Fans of the hockey classic Slap Shot will be the group most disappointed with The Chiefs. The sad thing is, it's aimed at them, proudly boasting its connections with the 1977 rough hockey flick and ending up nothing like that movie. If you can go in expecting something else, you'll find this a rather dry though mildly effective look at a small group of semi-pro hockey players and little else.
Even the opening moments tease the viewer into thinking this is a higher-class hockey fight tape. Clips of bench-clearing brawls, goalies writhing in pain, numerous one-on-one scuffles, and even a few crowd battles are what The Chiefs portrays. It's fun, entertaining, and exactly what you expect from a team that considers themselves the real Slap Shot Chiefs.
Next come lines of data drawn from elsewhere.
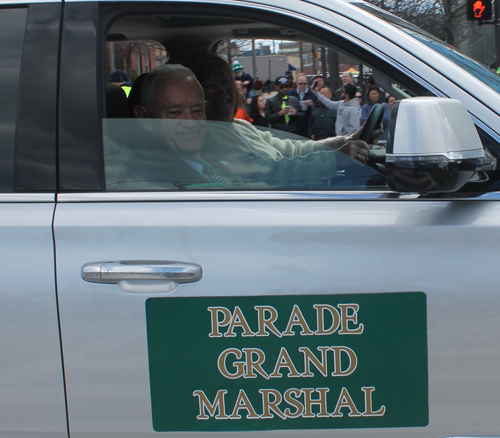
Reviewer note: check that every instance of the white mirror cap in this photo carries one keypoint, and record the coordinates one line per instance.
(435, 126)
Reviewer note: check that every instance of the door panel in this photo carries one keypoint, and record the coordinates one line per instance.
(31, 378)
(447, 250)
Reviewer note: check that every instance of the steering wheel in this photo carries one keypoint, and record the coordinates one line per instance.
(372, 123)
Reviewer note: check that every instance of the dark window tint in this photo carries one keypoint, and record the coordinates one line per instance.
(12, 28)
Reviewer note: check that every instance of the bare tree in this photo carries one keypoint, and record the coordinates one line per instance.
(442, 18)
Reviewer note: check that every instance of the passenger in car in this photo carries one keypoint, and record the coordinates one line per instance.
(215, 76)
(177, 153)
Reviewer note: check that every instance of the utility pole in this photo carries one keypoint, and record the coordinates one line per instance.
(301, 58)
(254, 60)
(496, 4)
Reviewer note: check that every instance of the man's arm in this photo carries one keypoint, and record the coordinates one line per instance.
(295, 103)
(352, 121)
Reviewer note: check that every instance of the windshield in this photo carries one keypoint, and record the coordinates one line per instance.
(473, 67)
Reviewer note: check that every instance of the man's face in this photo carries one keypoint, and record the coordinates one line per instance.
(326, 92)
(241, 89)
(373, 96)
(179, 99)
(220, 94)
(302, 84)
(346, 78)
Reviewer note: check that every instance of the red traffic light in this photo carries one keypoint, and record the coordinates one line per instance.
(479, 10)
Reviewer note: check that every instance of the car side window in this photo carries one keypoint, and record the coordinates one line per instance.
(12, 30)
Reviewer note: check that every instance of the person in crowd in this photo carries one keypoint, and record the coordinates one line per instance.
(242, 112)
(347, 122)
(322, 123)
(257, 112)
(246, 80)
(258, 86)
(374, 97)
(347, 78)
(370, 82)
(317, 83)
(283, 111)
(120, 78)
(177, 153)
(306, 98)
(216, 78)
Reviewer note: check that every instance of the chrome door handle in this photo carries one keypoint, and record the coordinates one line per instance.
(124, 271)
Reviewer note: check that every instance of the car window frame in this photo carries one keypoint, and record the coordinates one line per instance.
(81, 173)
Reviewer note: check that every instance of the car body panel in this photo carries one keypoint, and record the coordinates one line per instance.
(282, 248)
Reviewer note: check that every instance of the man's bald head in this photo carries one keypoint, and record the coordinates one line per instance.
(153, 91)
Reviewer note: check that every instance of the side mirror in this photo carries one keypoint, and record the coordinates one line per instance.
(432, 146)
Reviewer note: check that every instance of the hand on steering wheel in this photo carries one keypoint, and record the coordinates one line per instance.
(356, 149)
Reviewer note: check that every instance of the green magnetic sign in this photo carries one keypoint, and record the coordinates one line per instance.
(288, 362)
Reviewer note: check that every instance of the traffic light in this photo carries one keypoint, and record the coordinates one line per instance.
(479, 10)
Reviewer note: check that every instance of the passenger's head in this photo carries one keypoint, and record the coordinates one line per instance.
(390, 101)
(240, 88)
(281, 85)
(119, 77)
(349, 91)
(172, 92)
(301, 83)
(258, 103)
(373, 94)
(216, 77)
(347, 78)
(327, 92)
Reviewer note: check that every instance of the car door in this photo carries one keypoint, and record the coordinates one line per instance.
(257, 311)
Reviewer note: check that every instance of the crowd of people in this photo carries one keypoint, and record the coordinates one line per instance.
(314, 110)
(230, 154)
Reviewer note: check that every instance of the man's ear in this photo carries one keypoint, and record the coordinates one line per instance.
(141, 112)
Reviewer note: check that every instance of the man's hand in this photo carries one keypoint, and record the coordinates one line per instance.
(356, 149)
(375, 135)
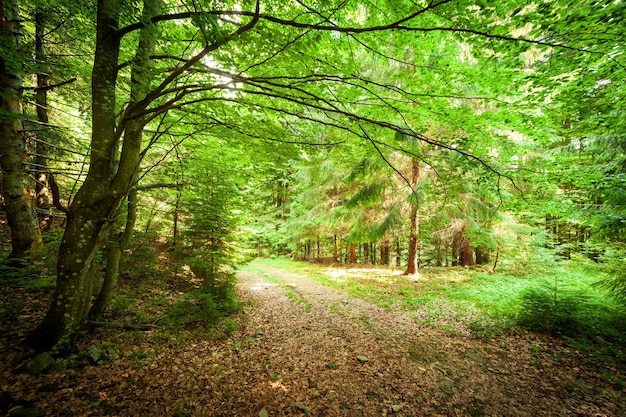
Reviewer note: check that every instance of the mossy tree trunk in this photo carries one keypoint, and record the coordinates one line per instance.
(41, 100)
(107, 183)
(411, 267)
(25, 233)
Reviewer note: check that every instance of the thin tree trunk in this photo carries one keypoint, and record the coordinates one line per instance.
(41, 100)
(352, 253)
(25, 233)
(411, 267)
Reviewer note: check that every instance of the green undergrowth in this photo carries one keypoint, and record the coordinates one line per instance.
(290, 292)
(563, 300)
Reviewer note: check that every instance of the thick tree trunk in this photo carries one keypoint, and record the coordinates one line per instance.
(411, 267)
(25, 234)
(93, 204)
(118, 242)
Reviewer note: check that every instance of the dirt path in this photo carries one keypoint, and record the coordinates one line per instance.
(336, 355)
(304, 349)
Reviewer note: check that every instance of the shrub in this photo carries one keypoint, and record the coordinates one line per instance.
(548, 310)
(207, 305)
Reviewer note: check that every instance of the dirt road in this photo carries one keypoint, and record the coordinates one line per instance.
(307, 348)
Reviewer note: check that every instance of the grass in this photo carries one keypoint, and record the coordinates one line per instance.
(486, 303)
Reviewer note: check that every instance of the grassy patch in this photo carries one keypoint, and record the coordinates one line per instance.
(563, 299)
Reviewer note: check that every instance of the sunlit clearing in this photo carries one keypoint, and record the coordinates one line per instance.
(261, 286)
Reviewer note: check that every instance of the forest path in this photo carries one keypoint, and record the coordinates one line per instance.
(307, 346)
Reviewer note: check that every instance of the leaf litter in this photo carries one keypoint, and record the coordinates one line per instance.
(288, 359)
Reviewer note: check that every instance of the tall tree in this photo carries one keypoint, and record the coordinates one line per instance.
(25, 233)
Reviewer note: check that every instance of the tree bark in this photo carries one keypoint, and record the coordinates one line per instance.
(25, 233)
(41, 101)
(94, 203)
(352, 253)
(411, 267)
(118, 242)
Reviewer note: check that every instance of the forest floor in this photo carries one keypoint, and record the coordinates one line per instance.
(301, 348)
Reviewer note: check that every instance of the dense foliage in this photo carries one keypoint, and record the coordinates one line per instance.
(400, 133)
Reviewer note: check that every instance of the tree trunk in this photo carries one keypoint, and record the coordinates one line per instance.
(482, 255)
(41, 100)
(466, 253)
(118, 242)
(352, 253)
(411, 267)
(94, 202)
(366, 253)
(25, 233)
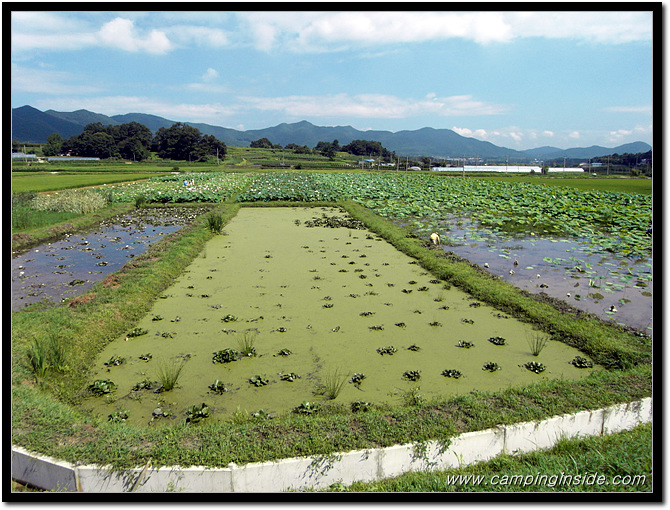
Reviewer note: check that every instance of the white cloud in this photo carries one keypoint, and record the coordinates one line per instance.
(331, 31)
(629, 109)
(44, 81)
(379, 106)
(212, 113)
(210, 75)
(121, 33)
(185, 35)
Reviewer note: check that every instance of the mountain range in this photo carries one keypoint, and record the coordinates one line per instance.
(31, 125)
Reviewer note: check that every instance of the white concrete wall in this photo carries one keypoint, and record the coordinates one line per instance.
(320, 471)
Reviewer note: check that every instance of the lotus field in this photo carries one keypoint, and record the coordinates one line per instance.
(611, 221)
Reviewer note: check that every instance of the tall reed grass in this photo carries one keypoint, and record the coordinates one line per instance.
(332, 385)
(537, 341)
(215, 222)
(73, 201)
(168, 374)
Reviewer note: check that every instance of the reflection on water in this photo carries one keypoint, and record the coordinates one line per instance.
(613, 287)
(69, 267)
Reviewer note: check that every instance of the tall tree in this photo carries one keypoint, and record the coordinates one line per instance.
(53, 146)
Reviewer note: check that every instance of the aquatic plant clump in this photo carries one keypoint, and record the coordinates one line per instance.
(225, 356)
(258, 380)
(581, 362)
(491, 366)
(534, 366)
(137, 332)
(307, 408)
(412, 375)
(102, 387)
(390, 350)
(218, 387)
(196, 413)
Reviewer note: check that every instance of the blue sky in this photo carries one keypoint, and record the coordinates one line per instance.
(515, 79)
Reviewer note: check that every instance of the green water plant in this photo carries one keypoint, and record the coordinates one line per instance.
(537, 342)
(535, 366)
(218, 387)
(118, 416)
(465, 344)
(258, 380)
(581, 362)
(246, 343)
(412, 375)
(215, 222)
(307, 408)
(146, 384)
(390, 350)
(497, 340)
(137, 332)
(196, 413)
(491, 366)
(227, 355)
(115, 361)
(331, 385)
(360, 406)
(101, 387)
(168, 374)
(357, 378)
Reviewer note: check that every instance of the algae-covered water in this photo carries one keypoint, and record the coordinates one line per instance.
(331, 297)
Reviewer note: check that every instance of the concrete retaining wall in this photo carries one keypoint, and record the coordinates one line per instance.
(321, 471)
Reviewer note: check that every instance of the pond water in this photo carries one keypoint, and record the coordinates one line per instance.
(572, 270)
(69, 267)
(317, 301)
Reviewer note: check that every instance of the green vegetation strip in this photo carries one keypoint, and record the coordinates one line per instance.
(615, 463)
(606, 345)
(45, 419)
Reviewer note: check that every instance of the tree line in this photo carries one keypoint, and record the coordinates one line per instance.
(369, 148)
(135, 141)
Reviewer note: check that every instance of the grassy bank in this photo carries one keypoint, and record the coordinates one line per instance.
(53, 426)
(616, 463)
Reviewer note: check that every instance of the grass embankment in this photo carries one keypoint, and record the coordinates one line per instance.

Then, quite rapidly, The Chiefs changes tone. It's almost as if after a couple of players explain the injuries they've sustained, this documentary switches focuses to the darker side of this style of hockey. We learn some players actually live inside the arena, which is literally across the street from a prison. Others are aging and missing their chance at the pro level. Another agrees to fight in an exhibition boxing match between an opposing player seemingly for the money only (and then takes an absolute beating).
The problem here is that as a film, a lot of this is stretched and pushed. Hockey begins to take a backseat, pushed aside for commitment discussions between a player and his live-in girlfriend. The boxing sequence lasts for a staggering amount of time with some awful music backing it, and it never reaches the dramatic level it should. For a movie that begins its final credit sequence a little over the hour mark, you have to wonder how much they struggled to push the running time this far.